Lo transcribo textualmente: Un antiguo indio Cherokee dijo a su nieto. “Hijo mío, dentro de cada uno de nosotros hay una batalla entre dos lobos. Uno es malvado: Es la ira, la envidia, el resentimiento, la inferioridad, las mentiras y el ego. El otro es benévolo: Es la dicha, la sabiduría, la paz, el amor, la esperanza, la humildad, la bondad, la empatía y la verdad.”
El niño pensó un poco y preguntó: Abuelo ¿Qué lobo gana? El anciano respondió: “El que alimentas”.
¿Cómo empezar a conocer a cuál lobo alimentas?
En mis oficinas tengo un letrero inmenso en la puerta de entrada que dice: Toque el timbre y espere ser atendido. Hace apenas un mes un profesional universitario llegó y le dio con el puño varios golpes a la puerta. Cuando una de mis asistentes salió y le advirtió sobre tocar el timbre y esperar, el señor respondió en tono imperativo: “Fue lo que hice, tocar y esperar”.
Mi asistente embestida de una espesa cultura, le contestó humildemente: “Usted no ha tocado el timbre”, a lo que el señor respondió: “Ahí no dice timbre por ninguna parte”, mientras miraba la puerta. Al darse cuenta que no había leído todo el letrero. Sólo susurró: “Bueno, ¿puedo pasar?”.
Uno de los más completos alimentos para hacer crecer la ignorancia es no leer.
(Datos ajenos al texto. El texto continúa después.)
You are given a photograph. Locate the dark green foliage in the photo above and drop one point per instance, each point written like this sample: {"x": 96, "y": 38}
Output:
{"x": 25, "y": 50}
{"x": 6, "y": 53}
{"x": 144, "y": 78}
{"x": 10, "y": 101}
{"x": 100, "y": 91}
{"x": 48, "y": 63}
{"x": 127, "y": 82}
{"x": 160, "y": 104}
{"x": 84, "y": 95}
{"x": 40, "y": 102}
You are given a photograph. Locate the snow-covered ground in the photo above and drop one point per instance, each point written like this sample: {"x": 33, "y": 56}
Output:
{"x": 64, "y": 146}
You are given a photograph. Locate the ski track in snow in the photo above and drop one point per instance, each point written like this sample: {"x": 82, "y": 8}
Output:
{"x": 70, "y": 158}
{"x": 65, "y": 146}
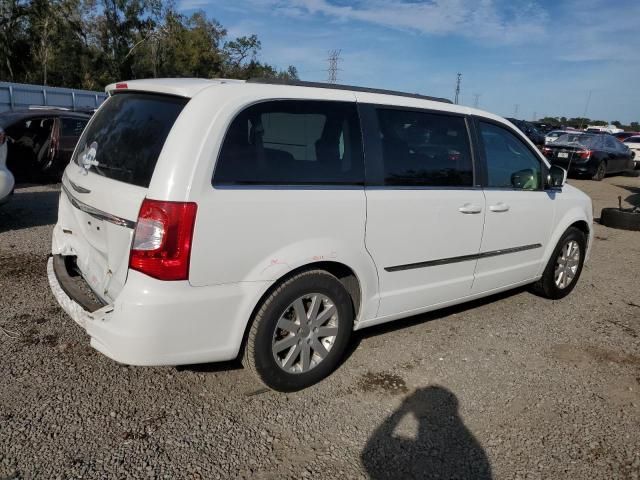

Soy devoto de la divina misericordia. Tengo esa imagen en mi sala de meditación y todos los días en mi sagrado ritual, comienzo preguntándole: ¿Dónde pude ser mejor hoy mi Dios? Y cuando he terminado, siempre le prometo no alimentar la ignorancia.
Tengo catorce libros escritos, doscientos sesenta y siete artículos científicos publicados y alrededor de sesenta y seis mil pacientes atendidos, en más de tres décadas de ejercicio, y aunque todos los que me conocen creen firmemente que alimento al lobo benévolo, cuando converso conmigo mismo en una profunda introspección, aún siento que de vez en cuando le doy mis pedacitos de carne al lobo malvado.
¿Qué quedará para quien no lea un pequeño letrero colgado en la puerta donde tiene cifradas las expectativas de matar la ignorancia?